Professor Peter McIntyre, Medical Advisor, Immunisation Advisory Centre, comments:

“This is an enormously impressive study both for the size and quality of the SARS-CoV-2 infection databases maintained in South Africa and the speed with which it was produced. It confirms what was suspected – that Omicron is better able to reinfect previously infected people than was the case with Delta, consistent with it having three-fold more mutation sites, many of which were associated with presumptive immune evasion.

“However, interpretation of what this means at the population level is much more uncertain, especially with respect to the key question – to what extent is protection against severe disease (hospitalisation or death) preserved despite increased susceptibility to infection? We also do not know how many of the cases of identified re-infection occurred in people who had also received vaccine versus those who only had previous infection. This will be strongly linked to age in South Africa as – although overall vaccine coverage might only be around 25 per cent – in persons over 60 years it is close to 70 per cent. It would be important to know if re-infection risk was different in people with hybrid immunity (vaccine post infection) vs infection only or vaccine only.
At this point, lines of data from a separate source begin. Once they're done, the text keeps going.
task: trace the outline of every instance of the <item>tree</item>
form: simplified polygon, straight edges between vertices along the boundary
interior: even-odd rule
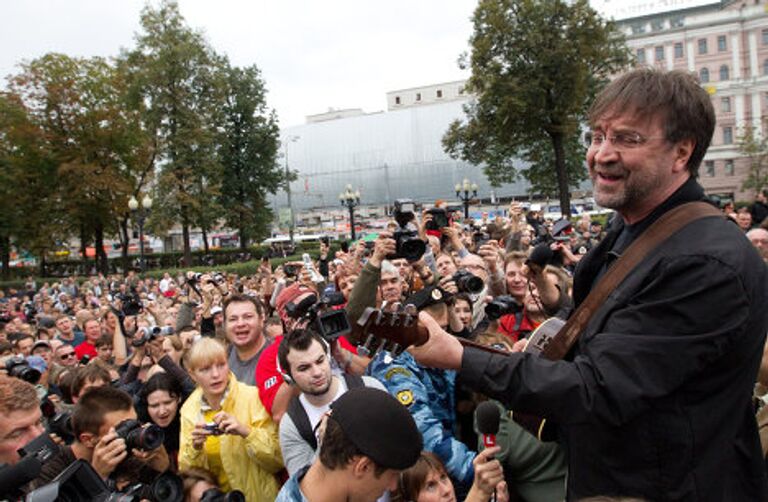
[[[739,151],[749,159],[749,171],[741,188],[757,192],[767,187],[768,137],[747,126],[739,138]]]
[[[623,37],[587,0],[481,0],[473,24],[460,65],[474,99],[443,147],[484,164],[494,183],[522,174],[536,191],[556,187],[570,214],[569,190],[586,174],[578,134],[595,94],[629,63]],[[522,173],[516,158],[530,164]]]
[[[274,194],[284,178],[277,164],[278,136],[258,68],[228,68],[219,139],[224,168],[220,201],[224,220],[238,230],[243,250],[252,238],[266,233],[272,220],[266,196]]]
[[[64,216],[60,232],[79,234],[83,259],[93,242],[97,267],[108,272],[105,236],[116,233],[133,178],[149,155],[149,138],[125,106],[123,75],[103,58],[46,54],[23,64],[10,88],[42,131],[56,166],[57,183],[47,197]]]
[[[158,176],[150,224],[182,227],[184,259],[191,263],[190,226],[200,218],[200,190],[217,180],[214,139],[221,106],[220,58],[185,25],[175,2],[141,14],[136,48],[124,55],[133,98],[158,145]]]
“This is, however, difficult to know as in South Africa as opposed to New Zealand, where the intensity of testing is extreme, lots of people will have had infection that was not identified through testing. Serological studies have shown that it is likely that at least 70 per cent and probably a much higher percentage of the population in South Africa have been previously infected but have not been tested. It is also important to point out that despite a higher relative number of re-infections, primary infections (those with no record of previous infection) are much more numerous in their data. Although the authors do not highlight this, it is notable to me that the relative proportion of re-infections also looked high in Jan 2021 when Beta – which also had immune escape characteristics – was dominant in South Africa.

“The bottom line is that irrespective of the variant, people who are neither previously infected nor previously vaccinated are at by far the highest risk of severe disease. It may not be a problem at all to be re-infected by a new variant if you are previously infected (booster by infection rather than vaccine) as long getting a re-infection or an infection post two vaccine doses does not make you more than ‘influenza-like illness’ sick – i.e., not needing oxygen, to go to hospital, etc.

“There is now a lot of evidence that the people who have the best protection against infection or severe illness when a new variant comes along are those who have hybrid immunity due to infection then vaccination or – now becoming more common overseas – vaccine and then later infection. Either way this is a lot more protective than infection-derived immunity on its own. Unless Omicron causes a situation where previously vaccinated people get very sick, it will not be a significant issue for highly vaccinated countries except for the old, the frail, the immune compromised, for whom we need boosters and then more boosters and also to have effective antivirals available.

“Do not panic – this is a coronavirus doing what it needs to do from its point of view, which is to be able to infect new people and replicate. The virus isn’t interested in making people sick and especially not in killing them as that reduces likelihood of being passed on, so I will be very surprised if Omicron leads to a problem with severe disease, unless you are unvaccinated, as we saw with Delta. And it’s still important to get those previously infected people in South Africa vaccinated because that gives much better protection. The good news is they probably only need one dose to have better protection than we in New Zealand have even with boosters, if not old and/or frail.”

No conflicts of interest declared. NOTE: The Immunisation Advisory Centre (IMAC) has a contract with the Ministry of Health to deliver education and training to the healthcare sector for COVID-19 vaccines.